Said Froehlich, of the Alliance Against Intoxicated Motorists, ”There`s a significant number of alcohol dealers who are selling to minors and doing it deliberately.”
State officials contend the problem isn`t theirs alone.
”Local officials have the primary and the front-line authority in enforcing liquor-control laws,” said James Long, director of the Illinois Department of Alcoholism and Substance Abuse. ”There`s no question in my mind that there are communities who don`t take seriously enough the question of letting minors buy alcohol.
”That is the bigger problem. Unless that attitude is there that we`re not going to let kids drink alcohol, we`re not going to win the battle.”
Seeking to win the war, many parents in the last few years have formed networks in which they agree to prohibit minors from drinking alcoholic beverages or using drugs in their homes. Often, though, the efforts fail because some parents are reluctant to call one another and ensure the pledge is being followed.
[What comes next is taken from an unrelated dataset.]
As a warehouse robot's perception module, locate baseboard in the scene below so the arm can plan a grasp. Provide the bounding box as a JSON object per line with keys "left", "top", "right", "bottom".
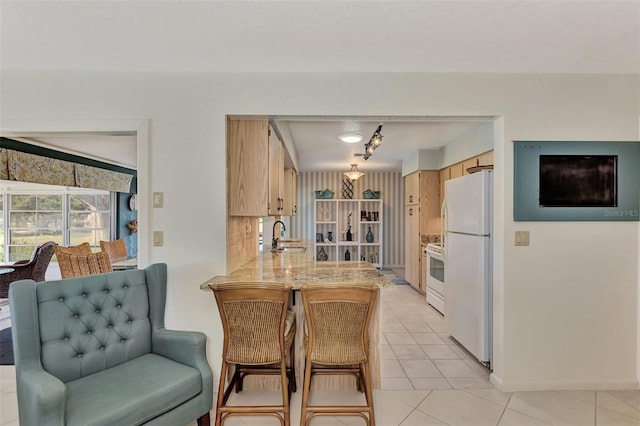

But such failures do not deter other parents faced with the deaths of their children and their children`s classmates in alcohol-related crashes.
In Barrington, for instance, residents created a phone directory of parents last winter after 17-year-old Adam Hoyt, a popular football player, died in a drunken-driving accident.
While realizing the pitfalls of similar efforts, Debbie Villers, a leader of District 220`s parent-teacher organization, said the Barrington program looks promising.
”Most people want some guidelines. It`s a dangerous age,” Villers said. ”We`ve suffered last year here in town. We had our own tragedy. Now they`ve had one in Mt. Prospect. And I hope it makes a difference. I hope it counts for something.
”The year has gone by. But we haven`t forgotten. I don`t want to have to take my son to a funeral again.”